19 aprile 2024
Aggiornato 22:30
La «gaffe» della Banca d'Inghilterra? Uno strumento di distrazione di massa

Dietro l'ipotesi del Brexit, gli interessi comuni di Londra e Berlino

La Bank of England ha reso note per errore delle informazioni riservate sull'ipotesi dell'uscita della Gran Bretagna dall'Unione Europea. Ma l'alleanza tra David Cameron, Angela Merkel e Francois Hollande potrebbe essere più solida di quanto si pensi.

ROMA – Un errore imperdonabile, quello della Bank of England. Un documento super segreto che spiega in dettaglio la creazione di un’unità speciale per studiare i rischi finanziari del Brexit è stato pubblicato sul quotidiano The Guardian. Come sia arrivato ai media è presto detto: un dirigente della Banca d’Inghilterra avrebbe inviato  «per sbaglio» una mail con le informazioni confidenziali proprio alla redazione del giornale inglese.

Il project Bookend doveva restare segreto (?)
Il progetto, dal nome in codice Project Bookend, stava analizzando le conseguenze economico-finanziarie di un’eventuale uscita della Gran Bretagna dall’Ue e doveva restare segretissimo. L’Ansa l’ha definita una «gaffe clamorosa», ma è evidente che non si tratti semplicemente di un «incidente increscioso», per usare le parole poco convincenti di un portavoce della Bank of England. Il governo inglese voleva che queste informazioni venissero divulgate, e la domanda da porsi è: perché? Il referendum sull’adesione all’Unione europea, promesso da David Cameron in campagna elettorale, potrebbe essere anticipato al 2016 e c’è grande inquietudine sui mercati finanziari per l’esito della consultazione popolare.

Il referendum inglese come strumento di contrattazione
Il mondo della finanza teme il Brexit ed è favorevole al mercato unico perché da esso dipendono 3,5 milioni di posti di lavoro. Come riporta l’articolo di Anna Maria Merlo su sbilanciamoci.info, secondo le stime dell’Open Europe l’eventuale uscita della Gran Bretagna dall’Ue potrebbe costare agli inglesi un calo del 2,3% del Pil. In realtà, però, Londra ha tutto l’interesse a preservare questo status quo: la sua permanenza nell’Unione europea senza far parte dell’Eurozona le permette di conservare i vantaggi della valuta nazionale (e soprattutto gli interessi della City) salvaguardando anche le relazioni commerciali con gli altri stati europei. Non a caso i sondaggi prevedono che il 67% dei votanti risponderebbe «sì» alla fatidica domanda posta dal referendum: restare o meno nell’Ue. Il Brexit, perciò, ci sembra piuttosto uno strumento di contrattazione per ottenere qualcos’altro: l’obiettivo di Cameron è quello di restare in Europa, ma negoziando una riforma radicale per essere più liberi.
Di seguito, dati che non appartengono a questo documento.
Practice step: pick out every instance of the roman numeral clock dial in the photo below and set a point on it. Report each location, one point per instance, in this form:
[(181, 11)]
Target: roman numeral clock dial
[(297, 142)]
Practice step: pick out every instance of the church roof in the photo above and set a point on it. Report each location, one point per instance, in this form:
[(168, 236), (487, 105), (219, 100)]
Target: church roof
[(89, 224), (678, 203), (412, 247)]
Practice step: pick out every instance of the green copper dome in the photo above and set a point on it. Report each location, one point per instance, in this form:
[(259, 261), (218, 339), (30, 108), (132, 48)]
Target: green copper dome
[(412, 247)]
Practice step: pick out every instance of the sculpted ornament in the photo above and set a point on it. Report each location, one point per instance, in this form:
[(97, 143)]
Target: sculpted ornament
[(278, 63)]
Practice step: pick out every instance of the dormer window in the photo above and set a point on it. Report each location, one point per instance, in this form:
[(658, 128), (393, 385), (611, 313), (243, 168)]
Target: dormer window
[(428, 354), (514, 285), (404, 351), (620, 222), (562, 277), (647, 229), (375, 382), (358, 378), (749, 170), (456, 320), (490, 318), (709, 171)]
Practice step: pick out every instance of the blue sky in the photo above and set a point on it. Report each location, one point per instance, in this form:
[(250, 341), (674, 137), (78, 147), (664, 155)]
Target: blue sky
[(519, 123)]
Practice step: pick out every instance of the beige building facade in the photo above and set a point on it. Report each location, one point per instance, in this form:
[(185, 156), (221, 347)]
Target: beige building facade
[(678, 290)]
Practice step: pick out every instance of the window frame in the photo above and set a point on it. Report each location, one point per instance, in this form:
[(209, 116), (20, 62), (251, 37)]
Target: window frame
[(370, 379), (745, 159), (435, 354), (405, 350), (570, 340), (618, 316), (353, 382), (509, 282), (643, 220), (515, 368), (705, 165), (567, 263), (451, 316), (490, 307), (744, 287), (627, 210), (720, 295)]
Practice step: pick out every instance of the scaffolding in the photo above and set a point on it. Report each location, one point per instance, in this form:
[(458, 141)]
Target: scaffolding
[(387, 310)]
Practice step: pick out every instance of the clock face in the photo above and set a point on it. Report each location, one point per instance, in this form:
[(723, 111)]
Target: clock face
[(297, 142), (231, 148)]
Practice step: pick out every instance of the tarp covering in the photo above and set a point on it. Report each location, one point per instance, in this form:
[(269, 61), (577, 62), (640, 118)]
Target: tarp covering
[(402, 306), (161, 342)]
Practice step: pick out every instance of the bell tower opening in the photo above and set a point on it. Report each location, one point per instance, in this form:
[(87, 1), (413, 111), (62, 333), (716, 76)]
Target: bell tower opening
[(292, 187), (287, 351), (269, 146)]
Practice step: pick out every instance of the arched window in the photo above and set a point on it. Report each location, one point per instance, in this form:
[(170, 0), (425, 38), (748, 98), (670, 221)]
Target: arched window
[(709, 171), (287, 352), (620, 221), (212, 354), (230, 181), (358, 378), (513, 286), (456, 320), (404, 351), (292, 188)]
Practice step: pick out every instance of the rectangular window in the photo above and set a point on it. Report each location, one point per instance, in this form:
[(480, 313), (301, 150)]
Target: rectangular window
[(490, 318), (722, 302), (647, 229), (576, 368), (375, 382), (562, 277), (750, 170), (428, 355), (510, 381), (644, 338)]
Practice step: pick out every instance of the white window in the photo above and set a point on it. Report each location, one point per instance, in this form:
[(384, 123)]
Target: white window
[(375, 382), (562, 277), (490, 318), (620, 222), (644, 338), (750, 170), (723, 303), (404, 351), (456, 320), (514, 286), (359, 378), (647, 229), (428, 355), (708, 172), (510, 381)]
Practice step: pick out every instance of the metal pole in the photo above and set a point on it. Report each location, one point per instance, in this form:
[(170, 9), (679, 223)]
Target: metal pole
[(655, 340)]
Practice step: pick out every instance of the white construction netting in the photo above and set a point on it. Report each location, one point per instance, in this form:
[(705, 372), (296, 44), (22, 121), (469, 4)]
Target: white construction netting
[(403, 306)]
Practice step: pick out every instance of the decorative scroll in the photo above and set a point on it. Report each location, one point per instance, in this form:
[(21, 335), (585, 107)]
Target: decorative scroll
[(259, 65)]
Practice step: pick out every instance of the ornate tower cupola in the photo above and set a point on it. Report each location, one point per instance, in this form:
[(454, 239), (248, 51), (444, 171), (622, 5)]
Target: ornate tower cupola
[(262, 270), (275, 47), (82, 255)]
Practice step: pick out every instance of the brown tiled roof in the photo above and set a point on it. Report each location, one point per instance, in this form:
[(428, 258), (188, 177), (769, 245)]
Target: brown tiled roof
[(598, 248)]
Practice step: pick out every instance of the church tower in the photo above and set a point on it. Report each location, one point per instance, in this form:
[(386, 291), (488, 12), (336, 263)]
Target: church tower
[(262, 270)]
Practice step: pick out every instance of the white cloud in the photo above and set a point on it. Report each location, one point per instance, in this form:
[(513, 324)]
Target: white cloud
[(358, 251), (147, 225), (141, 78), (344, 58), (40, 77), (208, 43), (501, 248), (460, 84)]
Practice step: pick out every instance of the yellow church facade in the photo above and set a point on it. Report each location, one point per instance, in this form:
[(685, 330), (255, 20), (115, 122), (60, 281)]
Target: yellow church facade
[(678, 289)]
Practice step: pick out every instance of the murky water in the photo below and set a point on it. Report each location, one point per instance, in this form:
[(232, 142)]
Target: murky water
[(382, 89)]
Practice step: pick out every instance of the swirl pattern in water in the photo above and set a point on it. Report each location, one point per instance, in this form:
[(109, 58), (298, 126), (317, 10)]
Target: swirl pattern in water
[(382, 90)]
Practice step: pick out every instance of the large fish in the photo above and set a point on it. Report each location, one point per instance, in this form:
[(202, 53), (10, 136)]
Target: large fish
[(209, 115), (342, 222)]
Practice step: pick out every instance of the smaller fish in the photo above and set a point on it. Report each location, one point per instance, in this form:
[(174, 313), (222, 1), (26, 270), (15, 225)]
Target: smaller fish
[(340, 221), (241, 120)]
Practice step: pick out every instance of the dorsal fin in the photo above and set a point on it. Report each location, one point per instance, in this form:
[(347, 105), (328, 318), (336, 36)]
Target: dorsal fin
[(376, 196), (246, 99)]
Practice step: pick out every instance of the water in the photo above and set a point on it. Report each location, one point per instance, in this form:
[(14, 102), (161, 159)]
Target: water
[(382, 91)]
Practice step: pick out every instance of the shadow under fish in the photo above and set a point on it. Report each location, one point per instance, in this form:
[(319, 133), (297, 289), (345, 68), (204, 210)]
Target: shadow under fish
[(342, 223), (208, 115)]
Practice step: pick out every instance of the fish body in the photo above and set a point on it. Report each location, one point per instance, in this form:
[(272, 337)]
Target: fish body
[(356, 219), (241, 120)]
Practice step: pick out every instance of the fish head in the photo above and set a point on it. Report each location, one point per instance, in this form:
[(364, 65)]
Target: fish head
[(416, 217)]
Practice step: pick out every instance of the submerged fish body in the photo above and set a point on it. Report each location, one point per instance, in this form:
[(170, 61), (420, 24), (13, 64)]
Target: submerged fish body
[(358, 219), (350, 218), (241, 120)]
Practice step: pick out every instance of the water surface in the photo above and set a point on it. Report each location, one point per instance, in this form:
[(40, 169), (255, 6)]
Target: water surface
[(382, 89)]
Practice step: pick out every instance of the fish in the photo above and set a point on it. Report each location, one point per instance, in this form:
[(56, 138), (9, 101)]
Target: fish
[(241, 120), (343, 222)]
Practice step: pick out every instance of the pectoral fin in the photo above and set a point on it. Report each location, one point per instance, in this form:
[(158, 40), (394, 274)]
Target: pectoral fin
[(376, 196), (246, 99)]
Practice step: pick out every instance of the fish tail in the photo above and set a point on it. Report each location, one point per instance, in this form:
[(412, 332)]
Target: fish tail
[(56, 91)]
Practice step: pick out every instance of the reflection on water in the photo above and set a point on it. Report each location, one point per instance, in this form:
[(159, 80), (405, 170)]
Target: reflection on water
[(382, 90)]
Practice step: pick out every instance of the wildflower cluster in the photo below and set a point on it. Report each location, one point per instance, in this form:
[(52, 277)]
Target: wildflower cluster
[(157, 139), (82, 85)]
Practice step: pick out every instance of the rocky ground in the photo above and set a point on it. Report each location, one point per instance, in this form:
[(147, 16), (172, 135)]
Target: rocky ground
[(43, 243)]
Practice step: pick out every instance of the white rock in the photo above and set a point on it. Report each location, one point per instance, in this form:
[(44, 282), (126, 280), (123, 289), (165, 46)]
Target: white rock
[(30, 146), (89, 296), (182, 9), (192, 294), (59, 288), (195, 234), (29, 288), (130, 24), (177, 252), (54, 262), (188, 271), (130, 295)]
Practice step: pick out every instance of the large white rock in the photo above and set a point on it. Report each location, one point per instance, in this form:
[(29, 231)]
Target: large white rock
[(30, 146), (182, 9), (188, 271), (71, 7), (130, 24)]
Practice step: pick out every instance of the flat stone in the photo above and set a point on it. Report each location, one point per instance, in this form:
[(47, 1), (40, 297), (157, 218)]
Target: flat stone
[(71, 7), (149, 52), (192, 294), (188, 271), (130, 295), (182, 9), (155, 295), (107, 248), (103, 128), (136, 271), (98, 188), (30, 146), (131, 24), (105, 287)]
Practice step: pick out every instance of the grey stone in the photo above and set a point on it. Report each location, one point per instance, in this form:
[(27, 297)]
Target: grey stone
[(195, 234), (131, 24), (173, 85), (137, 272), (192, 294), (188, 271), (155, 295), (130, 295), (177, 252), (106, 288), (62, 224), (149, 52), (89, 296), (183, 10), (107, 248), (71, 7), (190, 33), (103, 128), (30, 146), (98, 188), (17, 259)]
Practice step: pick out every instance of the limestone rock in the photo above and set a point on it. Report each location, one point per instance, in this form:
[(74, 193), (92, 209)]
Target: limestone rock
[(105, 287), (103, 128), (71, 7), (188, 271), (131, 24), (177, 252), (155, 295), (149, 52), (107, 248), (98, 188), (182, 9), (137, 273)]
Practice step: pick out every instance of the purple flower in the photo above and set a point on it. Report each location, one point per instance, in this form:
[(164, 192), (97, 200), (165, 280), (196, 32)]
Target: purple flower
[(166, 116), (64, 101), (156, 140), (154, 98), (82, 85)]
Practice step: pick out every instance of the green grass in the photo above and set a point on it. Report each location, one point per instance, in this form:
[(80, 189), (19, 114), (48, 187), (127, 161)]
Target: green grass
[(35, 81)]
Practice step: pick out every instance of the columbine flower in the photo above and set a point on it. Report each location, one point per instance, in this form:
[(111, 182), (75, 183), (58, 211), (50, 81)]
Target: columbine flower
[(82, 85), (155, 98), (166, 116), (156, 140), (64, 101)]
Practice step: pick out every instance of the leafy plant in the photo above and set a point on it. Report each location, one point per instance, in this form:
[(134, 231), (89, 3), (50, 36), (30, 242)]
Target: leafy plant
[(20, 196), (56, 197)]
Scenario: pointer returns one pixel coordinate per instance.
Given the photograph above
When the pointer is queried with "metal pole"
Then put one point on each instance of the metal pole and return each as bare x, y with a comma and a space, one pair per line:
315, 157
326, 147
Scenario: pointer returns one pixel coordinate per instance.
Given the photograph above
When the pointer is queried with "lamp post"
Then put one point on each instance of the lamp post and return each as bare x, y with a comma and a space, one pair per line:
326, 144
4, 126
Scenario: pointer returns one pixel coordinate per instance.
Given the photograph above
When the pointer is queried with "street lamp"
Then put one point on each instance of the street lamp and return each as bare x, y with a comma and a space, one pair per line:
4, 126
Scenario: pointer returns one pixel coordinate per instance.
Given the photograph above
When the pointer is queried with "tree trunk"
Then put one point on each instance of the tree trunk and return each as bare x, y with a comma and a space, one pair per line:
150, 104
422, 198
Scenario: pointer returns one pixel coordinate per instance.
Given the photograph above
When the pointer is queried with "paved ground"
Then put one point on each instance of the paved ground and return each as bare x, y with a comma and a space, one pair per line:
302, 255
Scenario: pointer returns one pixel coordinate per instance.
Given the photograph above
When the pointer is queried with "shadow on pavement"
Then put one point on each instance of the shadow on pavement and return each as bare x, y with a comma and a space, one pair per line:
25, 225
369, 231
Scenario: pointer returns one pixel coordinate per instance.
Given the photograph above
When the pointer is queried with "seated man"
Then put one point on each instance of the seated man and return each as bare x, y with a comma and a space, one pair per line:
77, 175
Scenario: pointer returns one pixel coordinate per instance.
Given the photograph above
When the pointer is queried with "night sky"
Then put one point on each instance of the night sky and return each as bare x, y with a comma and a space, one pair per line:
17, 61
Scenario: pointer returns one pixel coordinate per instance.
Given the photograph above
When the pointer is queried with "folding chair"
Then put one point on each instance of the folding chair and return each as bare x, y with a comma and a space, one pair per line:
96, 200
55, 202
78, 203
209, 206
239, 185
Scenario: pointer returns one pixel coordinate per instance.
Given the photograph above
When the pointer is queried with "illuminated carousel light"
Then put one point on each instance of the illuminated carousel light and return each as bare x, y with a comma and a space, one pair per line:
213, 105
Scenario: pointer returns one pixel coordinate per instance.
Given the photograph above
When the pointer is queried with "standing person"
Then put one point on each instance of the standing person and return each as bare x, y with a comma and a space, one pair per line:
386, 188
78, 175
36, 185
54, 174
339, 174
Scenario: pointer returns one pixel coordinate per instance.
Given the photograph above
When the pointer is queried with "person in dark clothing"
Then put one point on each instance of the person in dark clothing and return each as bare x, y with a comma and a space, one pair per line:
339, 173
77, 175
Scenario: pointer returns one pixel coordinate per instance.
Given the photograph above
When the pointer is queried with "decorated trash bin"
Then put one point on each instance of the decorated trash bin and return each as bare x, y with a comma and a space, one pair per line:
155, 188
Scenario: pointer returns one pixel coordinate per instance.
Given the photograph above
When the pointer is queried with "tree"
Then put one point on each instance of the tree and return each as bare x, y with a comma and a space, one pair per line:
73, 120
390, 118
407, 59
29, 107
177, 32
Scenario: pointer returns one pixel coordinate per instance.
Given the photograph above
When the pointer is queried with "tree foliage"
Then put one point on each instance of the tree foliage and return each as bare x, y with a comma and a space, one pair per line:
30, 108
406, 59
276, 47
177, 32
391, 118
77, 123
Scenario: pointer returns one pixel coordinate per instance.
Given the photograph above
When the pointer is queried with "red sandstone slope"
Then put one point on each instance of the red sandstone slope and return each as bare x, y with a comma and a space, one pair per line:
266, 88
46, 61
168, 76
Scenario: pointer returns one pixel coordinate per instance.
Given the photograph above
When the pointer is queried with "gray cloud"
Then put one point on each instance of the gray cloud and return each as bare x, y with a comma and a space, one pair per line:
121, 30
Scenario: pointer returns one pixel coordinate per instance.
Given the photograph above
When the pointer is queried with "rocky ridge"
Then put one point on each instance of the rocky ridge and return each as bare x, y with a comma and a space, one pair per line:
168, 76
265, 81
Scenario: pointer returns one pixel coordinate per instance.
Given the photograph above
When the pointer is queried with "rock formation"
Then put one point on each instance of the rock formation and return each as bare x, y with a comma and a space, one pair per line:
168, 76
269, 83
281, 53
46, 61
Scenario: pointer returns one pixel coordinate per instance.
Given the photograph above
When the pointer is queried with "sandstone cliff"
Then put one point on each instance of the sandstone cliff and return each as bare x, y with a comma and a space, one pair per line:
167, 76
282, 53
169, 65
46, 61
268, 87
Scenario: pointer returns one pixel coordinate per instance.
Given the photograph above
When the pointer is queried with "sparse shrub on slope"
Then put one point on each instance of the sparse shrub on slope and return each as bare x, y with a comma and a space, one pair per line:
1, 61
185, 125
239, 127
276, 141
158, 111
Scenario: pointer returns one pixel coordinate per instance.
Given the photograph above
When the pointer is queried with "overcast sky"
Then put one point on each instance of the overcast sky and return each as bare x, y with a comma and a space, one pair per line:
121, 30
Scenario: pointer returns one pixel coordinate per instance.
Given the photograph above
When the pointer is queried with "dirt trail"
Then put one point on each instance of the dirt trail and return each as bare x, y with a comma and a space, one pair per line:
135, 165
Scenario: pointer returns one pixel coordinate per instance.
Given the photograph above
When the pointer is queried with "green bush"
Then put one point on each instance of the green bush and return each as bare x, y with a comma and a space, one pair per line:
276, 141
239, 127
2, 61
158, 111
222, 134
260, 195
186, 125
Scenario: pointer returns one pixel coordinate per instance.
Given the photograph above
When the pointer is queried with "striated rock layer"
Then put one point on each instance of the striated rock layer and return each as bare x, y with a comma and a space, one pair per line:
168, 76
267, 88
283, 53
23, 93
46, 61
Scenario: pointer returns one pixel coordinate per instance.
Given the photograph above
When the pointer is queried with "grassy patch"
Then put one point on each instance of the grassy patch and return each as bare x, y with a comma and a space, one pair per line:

Dietro la «gaffe» della Banca d'Inghilterra si nascondono gli interessi collegiali di Francia, Germania e Regno Unito
Il referendum potrebbe essere anticipato al 2016 perché l’anno prossimo Francia e Germania saranno più propense a scendere a patti con gli inglesi, mentre nel 2017 dovranno fare i conti con le elezioni politiche interne e con la ricerca del consenso popolare in campagna elettorale. Sul tavolo della contrattazione di Cameron ci sono l’euro, Schengen e la Carta dei diritti fondamentali. Ma è soprattutto il nodo cruciale dell’immigrazione a rendere inquieti gli inglesi, come dimostra l’escalation del partito di Nigel Farage, l’UKIP. La Gran Bretagna è decisa a rifiutare l'ipotesi di nuove ondate di immigrati extra europei e a rifiutare la proposta delle «quote» lanciata da Jean-Claude Juncker. L’emergenza sbarchi è il vero problema della partita europea, ma la nostra sensazione è che esistano già due fronti contrapposti: quello degli inglesi, dei tedeschi e dei francesi (che dicono «no» agli immigrati) e quello dei paesi meridionali dell’Europa (costretti come l’Italia e la Grecia a fare i conti con il dramma quotidiano dei morti nel Mediterraneo). In questo senso, gli interessi di Londra appaiono ai nostri occhi piuttosto vicini a quelli di Berlino e di Parigi. Ecco allora che la «finta» fuga d’informazioni dalla Banca d’Inghilterra potrebbe essere non tanto un monito per Bruxelles (un altolà per estorcere qualcosa in più nella contrattazione con l'Ue), quanto un malriuscito tentativo di distogliere l’opinione pubblica dall’evidenza di interessi geopolitici comuni ben più concreti dell’ipotesi del Brexit.